When you order a pizza online and opt to track your order, there’s a step the tracker displays before “Out for Delivery”, and it’s usually called “Quality Control”. A lot of people think this is just to cover extended delivery, but this is actually a crucial stage of the pizza delivery process.
Just as the pizza comes out of the oven, someone checks it to make sure it’s exactly what the customer ordered, and is made to company standards. They then must carefully cut it into equal slices, and box it with all additional items placed in the order. This is all about meeting customer expectations, and is essential.
In episode 6 of The Apprentice, both Team Graphene and Team Vitality were pulled up on the quality of their Project results in the boardroom. They had been tasked to deliver a guided tour of Bruges to two groups of British tourists. They needed to sell tickets on the ferry over, deliver an outstanding experience and gain a profit to win. As Lord Sugar warned them, the tourists were welcome to claim refunds should the experience not live up to expectations.
Project Quality Management is divided by the Project Management Body of Knowledge Guide (PMBOK Guide) into three steps:
1. Quality planning – identifying the standards you expect to deliver, and how you will deliver them.
2. Quality assurance – continuously evaluating performance to build confidence that the Project will deliver these standards.
3. Quality control – monitoring results to see if they comply with the defined standards, and identifying and eliminating factors that hinder the Project’s performance.
The initial stage of this task required the teams to agree which experience they would deliver, then divide into two smaller groups to plan and sell it. Excellent communication was, and always is, essential for Quality Management. Graphene chose a modern walking tour of Bruges with added Segway ride; Vitality opted for a historical tour with added beer tasting. Unfortunately, each sales team either didn’t understand that the Segway ride and tasting were small added extras, or they deliberately oversold these elements to get people to buy tickets.
In reality, both the promised “Segway tour” and “Beer tasting tour” turned out to be walking tours which ended with a tiny amount of time on Segways, and a paltry amount of beer compared to what had been offered in the sales pitch. In their feedback, both groups of customers were disappointed, and a few requested refunds. Interestingly, had the teams promised less, the perceived quality of the experiences may have been much better. Their failure to deliver outlined standards (as the PMBOK Guide recommends) exacerbated their customers’ disappointment.

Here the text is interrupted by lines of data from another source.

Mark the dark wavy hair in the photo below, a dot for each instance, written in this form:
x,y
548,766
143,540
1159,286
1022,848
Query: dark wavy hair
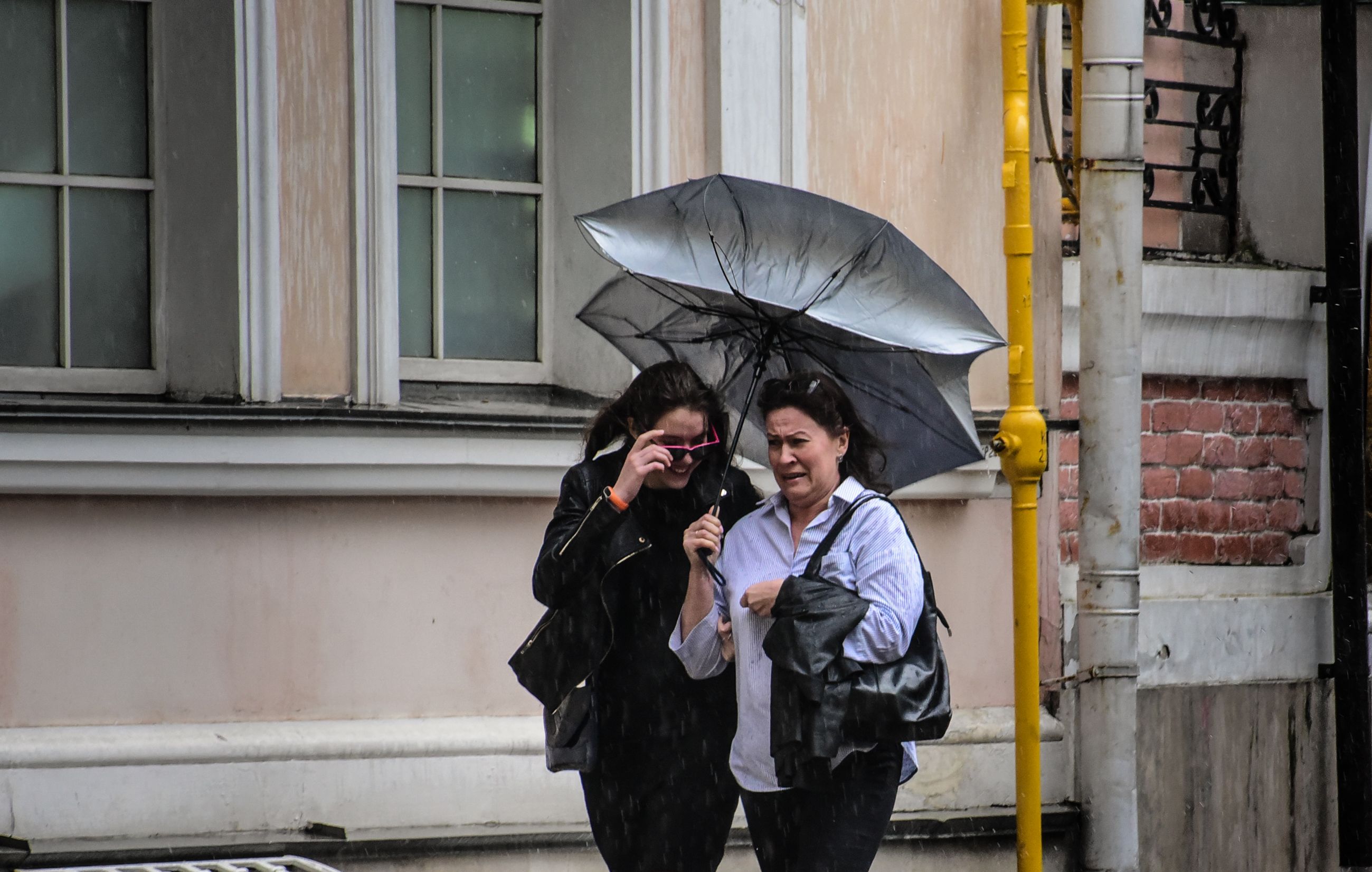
x,y
654,393
821,398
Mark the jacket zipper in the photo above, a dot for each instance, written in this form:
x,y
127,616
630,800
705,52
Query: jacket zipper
x,y
538,631
605,609
576,533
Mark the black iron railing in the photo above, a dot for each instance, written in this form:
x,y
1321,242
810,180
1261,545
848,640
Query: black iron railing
x,y
1209,111
1213,118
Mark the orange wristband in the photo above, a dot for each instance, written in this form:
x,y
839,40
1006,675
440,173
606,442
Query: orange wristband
x,y
615,499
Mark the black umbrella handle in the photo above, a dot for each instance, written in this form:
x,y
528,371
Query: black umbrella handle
x,y
763,353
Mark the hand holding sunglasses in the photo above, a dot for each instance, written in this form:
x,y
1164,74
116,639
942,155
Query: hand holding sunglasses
x,y
647,457
681,451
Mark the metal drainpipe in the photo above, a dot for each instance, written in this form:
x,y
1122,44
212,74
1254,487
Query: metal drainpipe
x,y
1023,442
1346,423
1110,395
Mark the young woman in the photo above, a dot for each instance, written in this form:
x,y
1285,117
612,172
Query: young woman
x,y
662,797
824,460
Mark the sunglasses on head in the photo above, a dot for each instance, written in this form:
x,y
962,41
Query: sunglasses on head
x,y
681,451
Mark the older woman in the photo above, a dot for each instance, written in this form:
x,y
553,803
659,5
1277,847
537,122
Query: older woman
x,y
824,460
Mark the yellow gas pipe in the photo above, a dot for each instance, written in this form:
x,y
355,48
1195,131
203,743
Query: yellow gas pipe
x,y
1023,442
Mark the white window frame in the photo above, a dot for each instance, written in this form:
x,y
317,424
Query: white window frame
x,y
63,377
472,371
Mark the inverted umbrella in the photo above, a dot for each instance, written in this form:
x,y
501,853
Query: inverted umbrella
x,y
747,280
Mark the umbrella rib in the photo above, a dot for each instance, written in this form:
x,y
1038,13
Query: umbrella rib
x,y
718,249
848,265
837,376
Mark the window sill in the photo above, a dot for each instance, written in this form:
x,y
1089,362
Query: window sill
x,y
81,380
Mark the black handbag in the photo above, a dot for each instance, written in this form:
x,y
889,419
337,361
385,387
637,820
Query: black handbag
x,y
909,698
571,738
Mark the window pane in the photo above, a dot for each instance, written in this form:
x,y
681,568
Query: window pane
x,y
110,324
490,276
416,220
412,90
490,86
28,87
108,87
28,276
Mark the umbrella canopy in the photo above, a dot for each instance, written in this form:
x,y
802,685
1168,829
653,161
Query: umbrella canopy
x,y
730,273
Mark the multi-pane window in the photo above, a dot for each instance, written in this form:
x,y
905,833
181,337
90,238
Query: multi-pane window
x,y
470,182
74,184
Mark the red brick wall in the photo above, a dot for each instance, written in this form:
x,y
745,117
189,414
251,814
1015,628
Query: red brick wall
x,y
1223,471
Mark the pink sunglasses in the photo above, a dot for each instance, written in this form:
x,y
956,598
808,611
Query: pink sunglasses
x,y
681,451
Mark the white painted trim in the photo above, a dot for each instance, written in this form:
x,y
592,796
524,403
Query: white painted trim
x,y
459,183
1226,583
798,125
159,745
1206,320
179,781
759,90
260,206
1224,624
376,280
81,380
651,50
56,180
338,465
285,465
478,372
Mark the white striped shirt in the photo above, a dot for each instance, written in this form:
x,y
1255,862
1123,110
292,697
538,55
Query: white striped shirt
x,y
872,557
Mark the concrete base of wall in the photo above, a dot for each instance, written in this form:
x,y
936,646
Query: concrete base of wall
x,y
993,855
979,839
1238,776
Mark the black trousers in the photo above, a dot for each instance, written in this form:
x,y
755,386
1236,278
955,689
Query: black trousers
x,y
660,812
832,830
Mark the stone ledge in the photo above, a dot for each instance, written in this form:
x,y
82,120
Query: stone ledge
x,y
1206,320
981,823
172,782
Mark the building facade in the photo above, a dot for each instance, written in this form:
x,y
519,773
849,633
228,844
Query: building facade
x,y
290,373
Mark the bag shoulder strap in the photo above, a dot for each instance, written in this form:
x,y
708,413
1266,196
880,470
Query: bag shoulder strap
x,y
812,567
822,549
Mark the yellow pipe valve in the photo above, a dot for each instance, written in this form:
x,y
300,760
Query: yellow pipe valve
x,y
1023,444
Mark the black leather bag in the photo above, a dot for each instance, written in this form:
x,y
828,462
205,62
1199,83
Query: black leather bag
x,y
571,733
906,700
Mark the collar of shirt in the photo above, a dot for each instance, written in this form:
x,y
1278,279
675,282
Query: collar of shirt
x,y
847,491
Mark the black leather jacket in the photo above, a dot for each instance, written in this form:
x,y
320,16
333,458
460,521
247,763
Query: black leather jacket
x,y
592,556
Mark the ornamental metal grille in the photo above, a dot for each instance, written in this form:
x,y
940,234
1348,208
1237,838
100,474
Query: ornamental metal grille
x,y
1212,121
1196,172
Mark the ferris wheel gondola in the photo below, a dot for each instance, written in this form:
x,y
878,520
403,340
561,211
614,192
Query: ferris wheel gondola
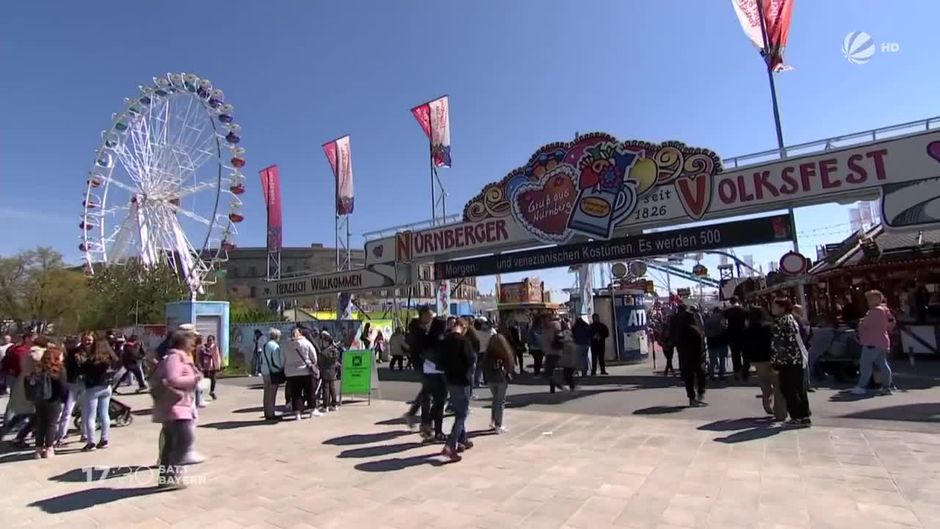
x,y
165,182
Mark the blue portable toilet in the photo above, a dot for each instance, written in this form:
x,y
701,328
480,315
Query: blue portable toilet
x,y
209,317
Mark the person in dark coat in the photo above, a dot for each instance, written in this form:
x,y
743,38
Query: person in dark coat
x,y
456,359
689,340
599,335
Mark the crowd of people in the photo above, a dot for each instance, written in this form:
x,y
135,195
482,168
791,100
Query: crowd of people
x,y
778,344
454,357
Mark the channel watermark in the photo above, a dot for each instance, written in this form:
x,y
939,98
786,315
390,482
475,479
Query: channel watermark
x,y
859,47
155,475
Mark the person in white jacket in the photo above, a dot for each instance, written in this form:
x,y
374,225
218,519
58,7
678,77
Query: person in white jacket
x,y
300,368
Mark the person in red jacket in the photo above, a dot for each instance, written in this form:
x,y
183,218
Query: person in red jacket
x,y
11,366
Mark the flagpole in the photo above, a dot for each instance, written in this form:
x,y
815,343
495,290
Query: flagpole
x,y
773,99
433,175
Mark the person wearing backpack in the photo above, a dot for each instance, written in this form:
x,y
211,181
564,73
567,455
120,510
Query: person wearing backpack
x,y
75,354
97,372
46,388
23,410
272,372
498,367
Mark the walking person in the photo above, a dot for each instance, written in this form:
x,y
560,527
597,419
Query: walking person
x,y
301,370
97,372
737,321
381,347
12,367
690,344
132,356
456,360
661,333
716,327
6,342
328,359
534,338
756,342
435,383
173,389
581,332
75,355
786,356
210,363
272,373
398,348
518,344
417,341
599,335
552,346
569,362
49,390
366,336
498,366
255,362
20,409
874,334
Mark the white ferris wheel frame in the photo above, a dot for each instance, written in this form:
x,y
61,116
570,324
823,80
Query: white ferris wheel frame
x,y
161,148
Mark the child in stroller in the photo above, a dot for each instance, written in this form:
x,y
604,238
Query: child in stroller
x,y
119,413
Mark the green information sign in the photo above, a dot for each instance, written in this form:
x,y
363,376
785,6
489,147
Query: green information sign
x,y
357,373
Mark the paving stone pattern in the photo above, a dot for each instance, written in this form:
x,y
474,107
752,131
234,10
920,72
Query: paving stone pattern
x,y
358,469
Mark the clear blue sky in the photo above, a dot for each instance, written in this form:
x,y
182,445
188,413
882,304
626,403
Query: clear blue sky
x,y
519,75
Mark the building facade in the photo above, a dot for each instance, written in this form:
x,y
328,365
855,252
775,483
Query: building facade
x,y
246,270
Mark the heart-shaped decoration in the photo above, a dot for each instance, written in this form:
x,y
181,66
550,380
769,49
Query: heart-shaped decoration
x,y
544,206
933,149
695,193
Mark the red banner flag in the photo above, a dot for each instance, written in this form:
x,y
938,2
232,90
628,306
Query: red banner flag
x,y
776,18
271,185
339,155
434,118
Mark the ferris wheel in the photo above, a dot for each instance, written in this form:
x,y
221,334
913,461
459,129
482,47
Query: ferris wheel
x,y
165,183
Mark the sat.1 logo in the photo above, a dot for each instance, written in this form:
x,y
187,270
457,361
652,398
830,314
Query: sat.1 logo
x,y
859,47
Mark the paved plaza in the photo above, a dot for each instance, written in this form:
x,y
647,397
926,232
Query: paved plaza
x,y
360,468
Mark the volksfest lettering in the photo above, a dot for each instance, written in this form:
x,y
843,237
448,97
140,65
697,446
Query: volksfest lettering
x,y
463,236
808,177
740,233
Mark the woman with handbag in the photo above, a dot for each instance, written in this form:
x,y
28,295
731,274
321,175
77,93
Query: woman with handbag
x,y
498,367
210,362
272,372
300,368
51,374
97,372
173,386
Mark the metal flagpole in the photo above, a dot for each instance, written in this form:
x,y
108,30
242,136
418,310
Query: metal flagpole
x,y
773,96
801,294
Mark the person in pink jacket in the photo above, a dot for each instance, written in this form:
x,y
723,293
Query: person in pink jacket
x,y
874,333
174,382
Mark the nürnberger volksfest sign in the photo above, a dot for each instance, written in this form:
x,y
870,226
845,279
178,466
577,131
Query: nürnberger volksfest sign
x,y
598,188
777,228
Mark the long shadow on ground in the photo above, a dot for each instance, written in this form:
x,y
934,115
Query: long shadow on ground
x,y
364,439
745,429
83,499
399,463
233,425
924,412
380,450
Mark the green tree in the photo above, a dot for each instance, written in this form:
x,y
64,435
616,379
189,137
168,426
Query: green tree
x,y
133,293
37,287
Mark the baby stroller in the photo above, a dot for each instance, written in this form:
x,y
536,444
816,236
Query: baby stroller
x,y
840,359
119,413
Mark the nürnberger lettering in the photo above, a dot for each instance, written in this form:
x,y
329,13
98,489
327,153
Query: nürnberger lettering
x,y
463,236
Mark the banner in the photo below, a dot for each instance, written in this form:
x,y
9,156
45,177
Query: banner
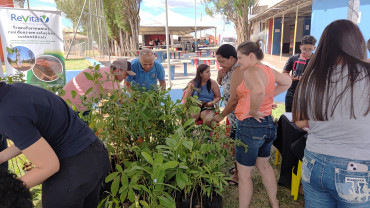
x,y
32,43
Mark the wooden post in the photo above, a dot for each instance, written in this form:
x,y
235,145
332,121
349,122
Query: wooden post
x,y
295,30
281,36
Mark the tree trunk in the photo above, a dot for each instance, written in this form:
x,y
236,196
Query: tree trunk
x,y
241,28
122,45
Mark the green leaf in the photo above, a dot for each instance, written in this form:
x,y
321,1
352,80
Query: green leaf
x,y
158,159
144,203
88,91
147,157
111,176
170,164
123,195
188,144
119,168
124,180
89,76
131,195
115,186
62,93
166,202
180,181
97,67
73,93
189,122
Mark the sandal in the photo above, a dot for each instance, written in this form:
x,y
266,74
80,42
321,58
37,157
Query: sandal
x,y
232,170
232,182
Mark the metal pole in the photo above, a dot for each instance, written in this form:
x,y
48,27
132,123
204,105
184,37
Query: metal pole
x,y
168,48
353,9
272,35
74,35
214,41
106,33
91,29
265,36
195,41
100,29
97,25
1,69
281,36
295,30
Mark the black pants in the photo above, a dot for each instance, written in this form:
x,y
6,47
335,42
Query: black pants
x,y
3,146
79,180
289,102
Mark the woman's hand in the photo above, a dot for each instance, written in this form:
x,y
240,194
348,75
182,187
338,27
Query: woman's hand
x,y
258,115
218,118
209,104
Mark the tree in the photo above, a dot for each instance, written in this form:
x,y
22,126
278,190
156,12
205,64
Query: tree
x,y
122,17
123,24
235,11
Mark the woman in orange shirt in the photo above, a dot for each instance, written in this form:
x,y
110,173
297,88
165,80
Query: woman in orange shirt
x,y
255,126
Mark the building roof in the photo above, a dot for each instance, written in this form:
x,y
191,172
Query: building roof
x,y
288,7
177,25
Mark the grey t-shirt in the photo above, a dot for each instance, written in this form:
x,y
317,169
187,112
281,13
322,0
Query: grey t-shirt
x,y
342,136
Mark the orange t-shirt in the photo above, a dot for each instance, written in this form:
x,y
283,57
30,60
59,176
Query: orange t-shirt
x,y
243,93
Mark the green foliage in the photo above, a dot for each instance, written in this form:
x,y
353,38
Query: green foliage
x,y
158,151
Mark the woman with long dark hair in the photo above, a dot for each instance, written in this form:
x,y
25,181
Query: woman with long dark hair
x,y
207,91
255,126
333,100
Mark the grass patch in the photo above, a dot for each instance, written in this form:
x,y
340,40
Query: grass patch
x,y
70,64
230,195
77,64
260,198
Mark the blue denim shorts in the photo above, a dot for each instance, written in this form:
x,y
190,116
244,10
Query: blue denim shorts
x,y
257,136
327,182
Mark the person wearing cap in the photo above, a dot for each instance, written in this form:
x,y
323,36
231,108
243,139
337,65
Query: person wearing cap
x,y
148,72
111,77
68,159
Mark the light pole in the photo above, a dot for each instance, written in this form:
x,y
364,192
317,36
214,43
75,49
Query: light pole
x,y
167,47
195,41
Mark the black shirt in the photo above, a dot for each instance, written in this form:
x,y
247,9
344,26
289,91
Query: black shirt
x,y
28,113
290,66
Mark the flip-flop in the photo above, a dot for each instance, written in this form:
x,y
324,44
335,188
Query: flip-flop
x,y
232,170
232,183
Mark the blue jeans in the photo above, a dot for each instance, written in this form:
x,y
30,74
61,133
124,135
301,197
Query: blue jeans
x,y
327,182
257,136
3,146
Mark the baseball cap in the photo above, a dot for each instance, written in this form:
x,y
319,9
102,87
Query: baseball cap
x,y
124,65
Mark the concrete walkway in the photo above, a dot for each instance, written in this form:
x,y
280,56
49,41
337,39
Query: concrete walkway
x,y
181,81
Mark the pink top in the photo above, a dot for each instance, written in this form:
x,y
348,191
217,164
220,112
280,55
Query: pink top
x,y
81,84
243,93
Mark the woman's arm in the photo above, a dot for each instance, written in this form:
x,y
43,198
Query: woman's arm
x,y
216,91
45,161
301,124
189,90
255,84
9,153
236,78
283,82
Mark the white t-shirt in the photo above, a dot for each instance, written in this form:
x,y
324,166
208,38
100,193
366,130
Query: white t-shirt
x,y
341,135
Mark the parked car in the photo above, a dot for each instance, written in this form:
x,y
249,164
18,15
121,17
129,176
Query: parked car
x,y
229,40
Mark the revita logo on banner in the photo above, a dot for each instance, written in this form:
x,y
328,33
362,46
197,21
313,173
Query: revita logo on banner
x,y
22,18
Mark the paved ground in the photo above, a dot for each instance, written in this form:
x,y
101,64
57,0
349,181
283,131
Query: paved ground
x,y
181,81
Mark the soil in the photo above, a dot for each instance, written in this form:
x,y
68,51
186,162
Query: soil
x,y
47,70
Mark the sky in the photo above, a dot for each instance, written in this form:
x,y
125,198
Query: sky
x,y
149,9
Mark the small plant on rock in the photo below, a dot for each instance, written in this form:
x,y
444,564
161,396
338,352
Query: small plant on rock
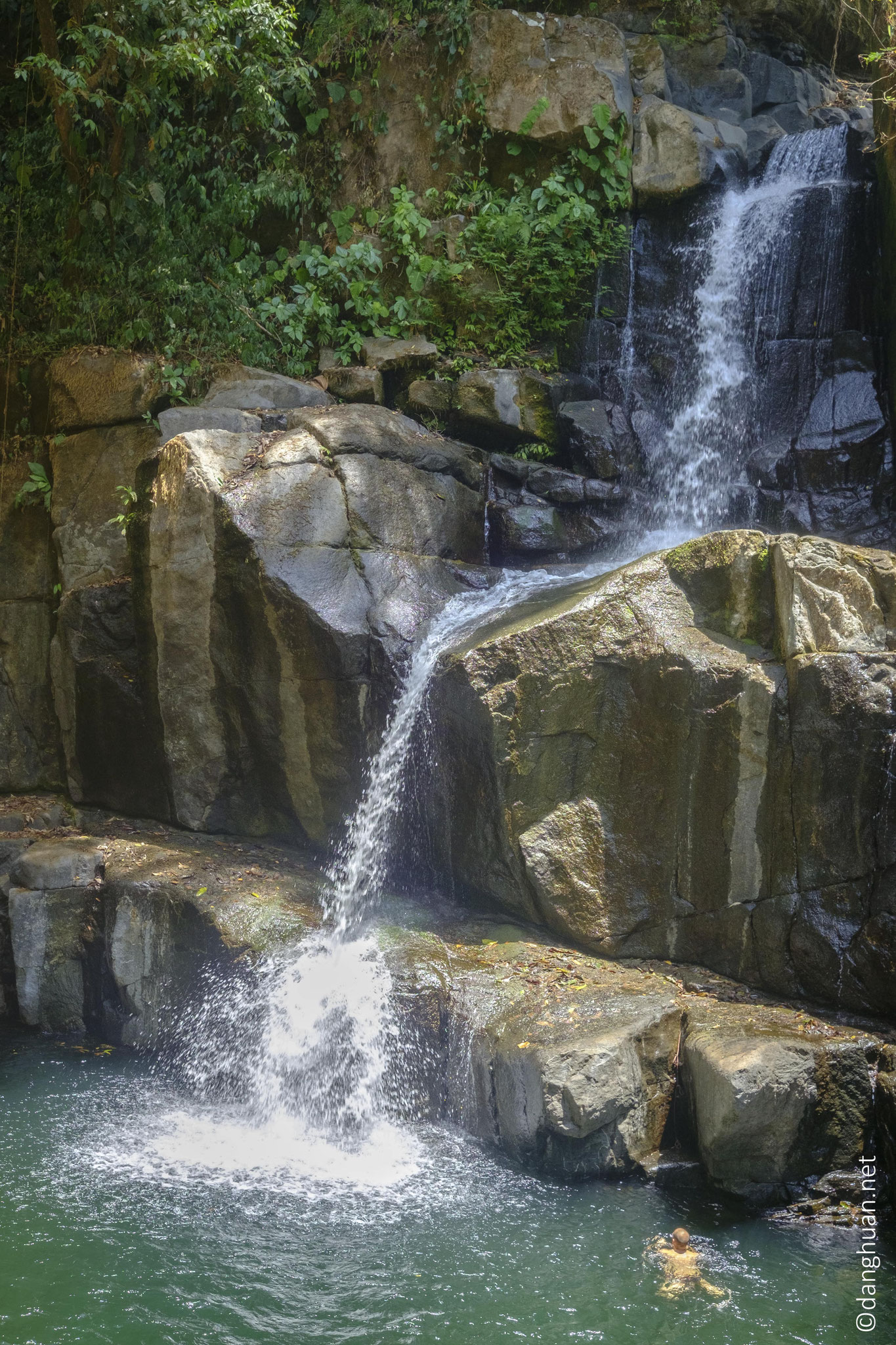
x,y
128,498
37,490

If the wrong pizza was delivered to a customer, thus not meeting expectations, you would expect the company to make up for it e.g. with vouchers, extras or replacement pizza. Of course, the teams couldn’t compensate the experiences, due to the time pressure and fate of the task being decided by final profit. However, upon discovering too much had been promised by the sales teams, they should have evaluated their performance to improve what they could offer – as in Step 2. This could have been by better preparing their routes and speeches, creating a more positive, upbeat atmosphere, or throwing in some small extras. Admittedly, some of these were executed fairly well in parts of the episode. By maximising these efforts despite the initial over-sell, they could have delivered higher standards of customer care, assuring them that (at least some of) their expectations would be met.